Notre ami Michel Michel est décédé le mardi 7 octobre. C’était une haute figure de la pensée politique et sociologique contemporaine.
La plus grande partie de sa carrière s’est déroulée à Grenoble. Il était maître de conférences à l’université des sciences sociales. Il s’était fait connaître pour ses travaux sur les rapports humains et les conflits dans les organismes de santé. D’une manière plus générale, il œuvrait sur la psychosociologie comme remède et même comme atout pour une plus juste et une meilleure gouvernance dans la direction – ou pour employer les appellations d’aujourd’hui, le « management » – des groupements humains et des entités politiques, économiques et sociales. Ce qui l’amena à traiter des questions de fond de politique générale, en particulier en France, en critiquant les systèmes en place qui reposent sur des principes abstraits, tous controuvés pratiquement, inefficaces par eux-mêmes et, surtout, stimulateurs de conflits perpétuels.
Avec Jean-François Thirion, il avait publié des études remarquées sur les institutions de santé et sur le nécessaire équilibre des ressources humaines.
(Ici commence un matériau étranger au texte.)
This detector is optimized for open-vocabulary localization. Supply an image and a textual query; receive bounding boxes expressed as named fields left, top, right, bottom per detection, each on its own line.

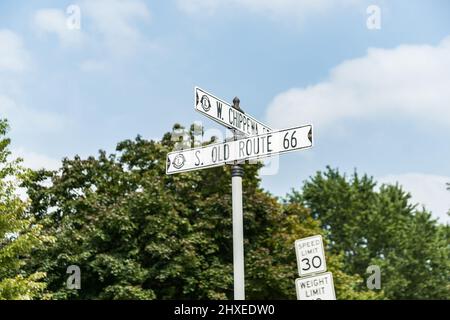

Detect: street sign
left=195, top=87, right=273, bottom=136
left=295, top=235, right=327, bottom=277
left=166, top=125, right=313, bottom=174
left=295, top=272, right=336, bottom=300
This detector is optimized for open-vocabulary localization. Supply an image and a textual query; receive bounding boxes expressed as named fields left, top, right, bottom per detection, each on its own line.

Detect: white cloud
left=267, top=37, right=450, bottom=130
left=0, top=30, right=64, bottom=134
left=0, top=29, right=29, bottom=72
left=177, top=0, right=357, bottom=19
left=377, top=173, right=450, bottom=223
left=12, top=148, right=61, bottom=170
left=0, top=92, right=67, bottom=134
left=81, top=0, right=150, bottom=54
left=33, top=9, right=84, bottom=47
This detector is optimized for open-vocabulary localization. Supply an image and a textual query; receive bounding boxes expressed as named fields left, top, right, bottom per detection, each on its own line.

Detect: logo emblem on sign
left=200, top=95, right=211, bottom=112
left=172, top=154, right=186, bottom=169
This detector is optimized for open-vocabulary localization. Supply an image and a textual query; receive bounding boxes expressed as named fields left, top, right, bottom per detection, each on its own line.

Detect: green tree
left=289, top=168, right=450, bottom=299
left=0, top=120, right=50, bottom=300
left=26, top=125, right=375, bottom=299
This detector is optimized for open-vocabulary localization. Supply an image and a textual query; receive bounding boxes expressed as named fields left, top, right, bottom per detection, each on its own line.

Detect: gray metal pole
left=231, top=97, right=245, bottom=300
left=231, top=164, right=245, bottom=300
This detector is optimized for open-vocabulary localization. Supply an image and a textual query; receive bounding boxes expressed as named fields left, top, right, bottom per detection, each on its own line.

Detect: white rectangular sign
left=295, top=235, right=327, bottom=277
left=295, top=272, right=336, bottom=300
left=166, top=125, right=313, bottom=174
left=195, top=87, right=273, bottom=136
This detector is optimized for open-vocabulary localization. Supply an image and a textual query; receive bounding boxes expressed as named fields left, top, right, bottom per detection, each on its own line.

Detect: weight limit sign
left=295, top=235, right=327, bottom=277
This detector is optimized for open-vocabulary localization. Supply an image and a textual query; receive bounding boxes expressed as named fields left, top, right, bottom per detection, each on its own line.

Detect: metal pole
left=231, top=97, right=245, bottom=300
left=231, top=164, right=245, bottom=300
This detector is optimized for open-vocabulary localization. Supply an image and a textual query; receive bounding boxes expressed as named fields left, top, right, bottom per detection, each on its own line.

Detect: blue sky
left=0, top=0, right=450, bottom=221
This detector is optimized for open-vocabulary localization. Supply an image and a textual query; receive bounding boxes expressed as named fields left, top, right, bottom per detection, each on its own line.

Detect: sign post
left=166, top=87, right=314, bottom=300
left=231, top=97, right=245, bottom=300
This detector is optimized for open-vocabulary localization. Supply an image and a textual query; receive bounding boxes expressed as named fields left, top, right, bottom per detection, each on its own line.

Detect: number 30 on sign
left=295, top=235, right=327, bottom=276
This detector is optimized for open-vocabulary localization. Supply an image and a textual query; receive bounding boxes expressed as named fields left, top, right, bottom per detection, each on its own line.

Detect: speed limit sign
left=295, top=235, right=327, bottom=277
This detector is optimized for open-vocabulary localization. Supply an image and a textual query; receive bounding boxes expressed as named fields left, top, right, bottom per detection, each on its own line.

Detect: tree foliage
left=289, top=168, right=450, bottom=299
left=22, top=125, right=370, bottom=299
left=0, top=120, right=50, bottom=300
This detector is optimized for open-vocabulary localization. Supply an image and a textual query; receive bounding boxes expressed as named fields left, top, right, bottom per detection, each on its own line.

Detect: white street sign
left=166, top=125, right=313, bottom=174
left=295, top=235, right=327, bottom=277
left=194, top=87, right=273, bottom=136
left=295, top=272, right=336, bottom=300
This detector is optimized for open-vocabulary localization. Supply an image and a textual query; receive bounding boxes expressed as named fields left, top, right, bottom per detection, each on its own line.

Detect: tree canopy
left=0, top=120, right=51, bottom=300
left=0, top=125, right=450, bottom=299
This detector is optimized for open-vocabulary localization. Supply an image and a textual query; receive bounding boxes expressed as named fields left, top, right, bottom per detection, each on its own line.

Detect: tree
left=26, top=125, right=375, bottom=299
left=0, top=120, right=51, bottom=300
left=289, top=168, right=450, bottom=299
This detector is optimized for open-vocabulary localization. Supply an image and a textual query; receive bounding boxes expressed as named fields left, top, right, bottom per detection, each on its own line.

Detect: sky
left=0, top=0, right=450, bottom=223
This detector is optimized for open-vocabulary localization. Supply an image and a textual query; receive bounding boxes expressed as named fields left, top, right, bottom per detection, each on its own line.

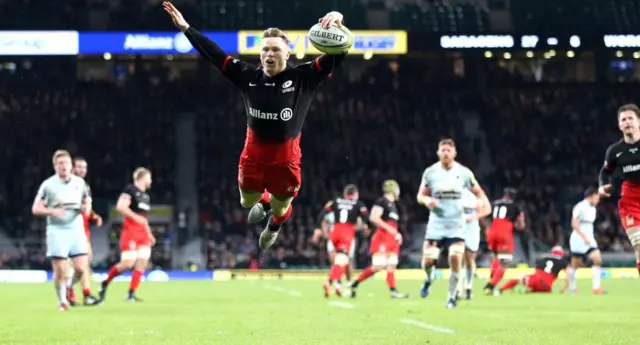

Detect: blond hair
left=438, top=138, right=456, bottom=149
left=51, top=150, right=71, bottom=164
left=262, top=28, right=289, bottom=45
left=133, top=167, right=151, bottom=181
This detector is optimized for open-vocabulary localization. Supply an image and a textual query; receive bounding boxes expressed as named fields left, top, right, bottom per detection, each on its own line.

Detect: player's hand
left=318, top=11, right=344, bottom=28
left=396, top=232, right=402, bottom=244
left=311, top=229, right=323, bottom=244
left=162, top=1, right=189, bottom=32
left=94, top=215, right=102, bottom=227
left=598, top=184, right=611, bottom=198
left=51, top=208, right=67, bottom=218
left=149, top=233, right=156, bottom=247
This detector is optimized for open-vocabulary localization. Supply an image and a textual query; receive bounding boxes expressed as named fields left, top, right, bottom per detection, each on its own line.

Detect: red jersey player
left=163, top=2, right=346, bottom=249
left=100, top=168, right=156, bottom=302
left=494, top=246, right=569, bottom=295
left=350, top=180, right=409, bottom=298
left=484, top=188, right=525, bottom=295
left=598, top=104, right=640, bottom=273
left=67, top=157, right=102, bottom=306
left=316, top=184, right=369, bottom=297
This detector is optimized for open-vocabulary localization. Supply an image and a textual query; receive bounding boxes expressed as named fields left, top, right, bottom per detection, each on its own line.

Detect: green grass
left=0, top=279, right=640, bottom=345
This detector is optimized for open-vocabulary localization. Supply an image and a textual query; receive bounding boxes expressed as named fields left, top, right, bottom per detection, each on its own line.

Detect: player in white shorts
left=458, top=189, right=491, bottom=300
left=567, top=187, right=604, bottom=294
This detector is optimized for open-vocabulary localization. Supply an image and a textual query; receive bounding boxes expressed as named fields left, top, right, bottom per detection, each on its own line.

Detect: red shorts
left=329, top=229, right=355, bottom=254
left=369, top=229, right=400, bottom=255
left=618, top=198, right=640, bottom=230
left=523, top=269, right=556, bottom=292
left=238, top=156, right=302, bottom=197
left=487, top=227, right=513, bottom=253
left=120, top=229, right=151, bottom=252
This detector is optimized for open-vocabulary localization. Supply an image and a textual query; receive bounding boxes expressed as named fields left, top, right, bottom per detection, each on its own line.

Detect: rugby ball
left=309, top=23, right=353, bottom=54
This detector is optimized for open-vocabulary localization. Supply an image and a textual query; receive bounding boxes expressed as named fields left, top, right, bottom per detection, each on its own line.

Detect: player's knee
left=449, top=243, right=464, bottom=258
left=387, top=254, right=399, bottom=270
left=333, top=252, right=349, bottom=266
left=240, top=188, right=262, bottom=208
left=371, top=254, right=387, bottom=271
left=271, top=195, right=293, bottom=217
left=498, top=253, right=513, bottom=267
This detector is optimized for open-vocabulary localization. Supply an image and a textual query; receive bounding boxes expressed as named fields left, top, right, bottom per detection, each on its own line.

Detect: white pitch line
left=329, top=302, right=356, bottom=309
left=264, top=285, right=302, bottom=297
left=400, top=319, right=454, bottom=334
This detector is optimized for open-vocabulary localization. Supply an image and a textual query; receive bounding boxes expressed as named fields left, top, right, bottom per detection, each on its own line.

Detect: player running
left=484, top=188, right=525, bottom=295
left=349, top=180, right=409, bottom=298
left=67, top=157, right=102, bottom=307
left=598, top=104, right=640, bottom=273
left=163, top=2, right=346, bottom=249
left=567, top=188, right=604, bottom=295
left=314, top=184, right=369, bottom=298
left=416, top=139, right=489, bottom=308
left=100, top=168, right=156, bottom=302
left=494, top=246, right=569, bottom=295
left=458, top=189, right=491, bottom=300
left=31, top=150, right=98, bottom=311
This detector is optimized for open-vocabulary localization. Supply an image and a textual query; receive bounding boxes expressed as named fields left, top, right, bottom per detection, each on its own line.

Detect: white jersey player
left=458, top=189, right=491, bottom=300
left=568, top=188, right=604, bottom=294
Il s’était penché pareillement sur les graves questions du communautarisme, publiant des séries d’études qu’il avait rassemblées sous le titre Les communautés, une question posée à la France (L’Âge d’homme).
Il ne cachait pas son « maurrassisme » fondamental. Ce mot ne convient pas en lui-même pour le définir, mais il correspond à l’étiquetage officiel si commode pour les raccourcis intellectuels. Michel Michel l’aurait récusé, comme d’ailleurs Maurras lui-même. En effet, il ne s’agit pas d’une théorie mais, au contraire, d’une pratique empirique d’analyse qui lie indissolublement la politique et la sociologie à la nature humaine et sociale. En quelque sorte, une anthropologie. Cet empirisme est organisateur selon l’expression de Maurras, reprise de Sainte-Beuve.
C’est ainsi que Michel Michel se situait d’abord dans la grande tradition des auteurs contre-révolutionnaires et dans la suite du puissant courant de pensée que suscita l’Action française à l’aube du XXe siècle sous la haute maîtrise de Charles Maurras.
Rien ne vaut la vérité révélée qui corrobore la droite raison
Michel Michel, dans ses années de jeunesse, a fréquenté les camps Maxime Real del Sarte de l’Action française. Sa femme Françoise également. Il militait à Grenoble, où il animait une section importante. Il pesa sur la vie locale par l’habileté de sa dialectique et la sûreté de son jugement. C’était avant que Grenoble ne devienne la ville impossible d’aujourd’hui.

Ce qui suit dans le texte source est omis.